Dale: I saw such remedies instituted at one congregation, and the differences were remarkable. Before the intervention, members of the board acted disrespectfully toward one another, making comments ("that is the most ridiculous thing I have ever heard"), interrupting before a thought was finished, sighing aloud, and using facial expressions (such as eye rolling) to communicate their displeasure. Sometimes votes were taken on important issues without full consideration because people did not want to risk feeling humiliated in this environment.

When some of the board members told the president they were considering resigning because of the disturbing tenor of the meetings, the president required every board member to attend three retreats facilitated by an expert in board relations. At the retreats, members participated in group problem-solving, role playing, and other exercises that demonstrated how each person's perspective was valuable in solving the issue at hand. Additionally, the group examined what was "acceptable" and "unacceptable" means of interaction through the lens of Jewish text, teachings, and stories. Together they formulated a new goal: to work together kindly.
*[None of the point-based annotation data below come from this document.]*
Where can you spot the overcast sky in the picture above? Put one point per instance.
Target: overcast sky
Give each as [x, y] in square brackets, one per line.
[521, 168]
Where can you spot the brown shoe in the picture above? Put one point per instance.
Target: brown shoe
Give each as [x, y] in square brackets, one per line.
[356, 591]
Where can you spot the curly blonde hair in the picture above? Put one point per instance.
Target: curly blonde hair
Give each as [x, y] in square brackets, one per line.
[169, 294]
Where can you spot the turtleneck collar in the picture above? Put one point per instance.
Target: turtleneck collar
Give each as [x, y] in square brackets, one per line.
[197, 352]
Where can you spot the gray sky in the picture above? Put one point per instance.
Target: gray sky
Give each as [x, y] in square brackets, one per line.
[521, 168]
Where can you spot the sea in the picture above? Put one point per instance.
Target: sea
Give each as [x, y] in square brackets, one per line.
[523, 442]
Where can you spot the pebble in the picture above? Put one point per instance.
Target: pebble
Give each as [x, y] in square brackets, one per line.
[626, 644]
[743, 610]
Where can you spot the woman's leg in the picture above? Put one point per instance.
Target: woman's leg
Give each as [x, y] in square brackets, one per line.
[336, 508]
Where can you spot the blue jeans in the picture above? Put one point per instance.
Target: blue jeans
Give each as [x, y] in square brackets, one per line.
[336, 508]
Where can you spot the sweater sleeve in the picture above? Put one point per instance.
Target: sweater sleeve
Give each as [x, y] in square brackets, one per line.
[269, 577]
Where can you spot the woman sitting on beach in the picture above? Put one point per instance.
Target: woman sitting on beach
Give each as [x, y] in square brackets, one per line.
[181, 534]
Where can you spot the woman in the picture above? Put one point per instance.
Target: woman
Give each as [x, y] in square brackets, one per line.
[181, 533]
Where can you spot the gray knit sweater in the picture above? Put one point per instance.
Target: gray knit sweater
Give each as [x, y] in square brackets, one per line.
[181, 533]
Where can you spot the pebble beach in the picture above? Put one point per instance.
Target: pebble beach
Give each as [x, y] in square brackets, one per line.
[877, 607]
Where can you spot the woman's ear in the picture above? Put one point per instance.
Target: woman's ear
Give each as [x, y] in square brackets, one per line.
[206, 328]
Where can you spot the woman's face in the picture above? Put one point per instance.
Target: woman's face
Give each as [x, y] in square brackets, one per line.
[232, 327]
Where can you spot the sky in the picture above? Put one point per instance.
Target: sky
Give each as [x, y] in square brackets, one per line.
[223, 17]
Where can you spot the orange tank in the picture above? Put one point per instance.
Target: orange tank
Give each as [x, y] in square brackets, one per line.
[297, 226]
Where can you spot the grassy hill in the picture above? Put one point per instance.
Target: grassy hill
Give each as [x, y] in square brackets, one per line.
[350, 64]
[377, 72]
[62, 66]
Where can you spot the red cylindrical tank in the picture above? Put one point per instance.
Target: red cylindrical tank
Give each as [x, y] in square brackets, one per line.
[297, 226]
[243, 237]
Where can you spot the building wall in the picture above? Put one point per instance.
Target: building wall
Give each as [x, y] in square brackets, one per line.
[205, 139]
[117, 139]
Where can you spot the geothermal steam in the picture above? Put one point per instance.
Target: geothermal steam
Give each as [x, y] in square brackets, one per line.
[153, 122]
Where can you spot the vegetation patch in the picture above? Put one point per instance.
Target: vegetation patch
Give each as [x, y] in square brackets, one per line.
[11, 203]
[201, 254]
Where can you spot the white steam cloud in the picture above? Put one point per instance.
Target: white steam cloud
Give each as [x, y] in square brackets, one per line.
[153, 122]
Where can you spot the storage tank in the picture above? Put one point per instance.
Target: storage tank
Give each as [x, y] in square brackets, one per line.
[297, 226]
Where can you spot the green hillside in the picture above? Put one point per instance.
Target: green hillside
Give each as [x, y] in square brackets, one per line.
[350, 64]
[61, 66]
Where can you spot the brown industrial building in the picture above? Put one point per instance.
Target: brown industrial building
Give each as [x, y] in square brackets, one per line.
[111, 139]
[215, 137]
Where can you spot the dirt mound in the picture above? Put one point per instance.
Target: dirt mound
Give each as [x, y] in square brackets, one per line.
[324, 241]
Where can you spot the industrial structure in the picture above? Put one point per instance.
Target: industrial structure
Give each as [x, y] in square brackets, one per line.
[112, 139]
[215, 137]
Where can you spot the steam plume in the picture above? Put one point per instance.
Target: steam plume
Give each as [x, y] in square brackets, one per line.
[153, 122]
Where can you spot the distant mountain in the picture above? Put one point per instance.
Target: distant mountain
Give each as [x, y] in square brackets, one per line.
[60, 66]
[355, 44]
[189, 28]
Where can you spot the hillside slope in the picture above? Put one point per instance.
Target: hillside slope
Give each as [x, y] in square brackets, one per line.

Over time, board members changed their behavior. And on occasion, when they reverted to undesirable behavior patterns, others in the group gently reminded them about the group's mission. New board members were informed of the standards of behavior at the outset. It became safe to express disagreement with the prevailing opinion, and a fuller range of perspectives were on the table for consideration. In this open environment, people seemed to care more about one another and take responsibility for their own actions.

Edie: The lesson here reminds me of the story of the rabbi who was accosted by a group of pro-Nazi thugs in the years leading up to the Holocaust. One of the teens held a bird cupped in his hand and said, "Tell me, rabbi, since you Jews are supposed to be so wise and holy-is the bird I am holding alive or dead? I will show my friends how stupid you Jews really are!" The rabbi thought carefully before he responded. He knew that if he said, "The bird is dead," the bully would release it and affirm for his followers that Jews are fools, inciting more aggression; and if he said, "The bird is alive," the bully would squeeze it to death. The rabbi said softly, "The answer, my son, is in your hands. The answer is in your hands."

The answer to how we conduct ourselves when faced with-or tempted by-bullying behavior is in our own hands.